We load Type I SCDs with the Combination lookup/update step. Before loading the dimension, it's a good idea to take a look at the definition of the table so that we can identify the different kinds of fields needed to configure the Combination lookup/update step properly:
CREATE TABLE LK_REGIONS (
id INT(4) NOT NULL,
city CHAR(30) DEFAULT 'N/A' NOT NULL,
country CHAR(30) DEFAULT 'N/A' NOT NULL,
region CHAR(30) DEFAULT 'N/A' NOT NULL,
id_js INT(4) NOT NULL,
lastupdate DATE,
PRIMARY KEY (id)
);
Among the fields, we have the surrogate key (id), the business key (id_js), and the fields for the different attributes: city, country, and region. We also have a field named lastupdate, not mandatory as we will shortly see.
This is how we proceed. First of all, we have to gather the region information from the source:
- Launch Spoon and create a new Transformation.
- Drag a Table input step to the work area and double-click on it.
- As Connection, select js.
- In the SQL area, type the following query and click on the OK button:
SELECT ci.city_id, city_name, country_name FROM cities ci, countries co WHERE ci.cou_id = co.cou_id
Now that you have all the data to populate the dimension, do the following:
- After the Table input step, add a Combination lookup/update step. You will find it in the Data Warehouse category of steps.
- Double-click on the step; as Connection, select dw. As Target table, browse and select lk_regions or simply type it. Set Commit size to 1.
- Fill the grid, as shown in the following screenshot:
- As Technical key field, type id, and as Date of last update field (optional), type lastupdate.
- Close the window.
- After the Combination lookup/update step, add an Update step and double-click on it.
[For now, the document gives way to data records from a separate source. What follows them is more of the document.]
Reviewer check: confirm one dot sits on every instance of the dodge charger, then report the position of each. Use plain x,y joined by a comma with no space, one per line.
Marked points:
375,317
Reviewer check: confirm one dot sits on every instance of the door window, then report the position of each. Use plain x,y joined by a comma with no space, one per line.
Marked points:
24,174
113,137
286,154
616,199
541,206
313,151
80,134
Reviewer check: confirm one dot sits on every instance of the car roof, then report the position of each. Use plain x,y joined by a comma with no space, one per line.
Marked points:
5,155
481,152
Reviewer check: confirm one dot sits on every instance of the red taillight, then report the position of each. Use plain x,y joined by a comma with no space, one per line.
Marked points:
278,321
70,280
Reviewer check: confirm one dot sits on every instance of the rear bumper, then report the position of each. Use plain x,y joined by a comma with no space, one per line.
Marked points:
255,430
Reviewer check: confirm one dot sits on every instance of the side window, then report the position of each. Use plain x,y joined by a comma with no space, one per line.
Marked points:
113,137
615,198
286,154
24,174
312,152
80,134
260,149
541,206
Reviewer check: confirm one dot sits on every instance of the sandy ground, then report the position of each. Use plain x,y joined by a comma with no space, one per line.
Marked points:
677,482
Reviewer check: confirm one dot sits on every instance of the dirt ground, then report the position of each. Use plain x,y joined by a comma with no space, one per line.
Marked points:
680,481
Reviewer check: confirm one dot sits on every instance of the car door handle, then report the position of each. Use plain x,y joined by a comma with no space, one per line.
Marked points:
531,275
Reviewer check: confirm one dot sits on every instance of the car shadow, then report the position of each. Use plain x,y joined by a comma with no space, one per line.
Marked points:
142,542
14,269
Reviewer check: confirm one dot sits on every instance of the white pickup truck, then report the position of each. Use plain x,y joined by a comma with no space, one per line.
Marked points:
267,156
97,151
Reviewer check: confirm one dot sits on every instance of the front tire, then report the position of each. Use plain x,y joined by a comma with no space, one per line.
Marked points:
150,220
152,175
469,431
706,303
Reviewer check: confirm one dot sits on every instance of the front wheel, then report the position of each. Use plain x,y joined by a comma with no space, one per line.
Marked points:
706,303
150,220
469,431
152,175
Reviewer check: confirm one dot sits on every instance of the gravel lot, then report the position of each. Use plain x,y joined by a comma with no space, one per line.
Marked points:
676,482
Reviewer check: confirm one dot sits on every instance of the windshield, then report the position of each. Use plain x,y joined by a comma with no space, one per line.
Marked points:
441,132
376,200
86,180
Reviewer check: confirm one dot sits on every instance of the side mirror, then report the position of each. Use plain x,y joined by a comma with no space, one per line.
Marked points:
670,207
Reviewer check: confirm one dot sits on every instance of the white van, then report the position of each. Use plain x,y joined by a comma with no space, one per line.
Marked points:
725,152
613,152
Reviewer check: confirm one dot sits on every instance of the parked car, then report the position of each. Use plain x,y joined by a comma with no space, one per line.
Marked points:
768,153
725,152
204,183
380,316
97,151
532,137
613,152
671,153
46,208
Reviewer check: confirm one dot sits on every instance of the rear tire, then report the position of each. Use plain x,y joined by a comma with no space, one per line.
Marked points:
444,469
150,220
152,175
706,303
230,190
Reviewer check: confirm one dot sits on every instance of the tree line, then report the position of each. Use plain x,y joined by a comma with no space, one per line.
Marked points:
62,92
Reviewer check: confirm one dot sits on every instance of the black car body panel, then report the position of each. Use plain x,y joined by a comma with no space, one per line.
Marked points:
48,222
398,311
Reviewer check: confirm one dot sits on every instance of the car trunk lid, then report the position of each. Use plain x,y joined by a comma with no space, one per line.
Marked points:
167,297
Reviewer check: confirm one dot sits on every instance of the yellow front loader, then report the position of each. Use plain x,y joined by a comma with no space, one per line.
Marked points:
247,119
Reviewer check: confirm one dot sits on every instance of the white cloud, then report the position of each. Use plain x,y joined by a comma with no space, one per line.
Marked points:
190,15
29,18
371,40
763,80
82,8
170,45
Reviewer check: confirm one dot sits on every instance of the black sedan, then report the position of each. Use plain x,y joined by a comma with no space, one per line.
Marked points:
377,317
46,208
- As Connection, select js_dw and as Target table, type lk_regions.
- Fill the upper grid by adding the condition id = id. The id attribute to the left is the table's id, while id to the right is the stream id.
- Fill the lower grid. Add one row with the city and city_name values. Add a second row with the country and country_name values. This will update the table columns city and country with the values city_name and country_name coming in the stream.
- Save the Transformation and run it.
- Explore the js_dw database and preview the lk_regions table. You should see this:
How does this work? The Combination lookup/update (Combination L/U) looks in the dimension table for a record that matches the key fields that you put in the upper grid in the setting window:
- If the combination exists, the step returns the surrogate key of the found record.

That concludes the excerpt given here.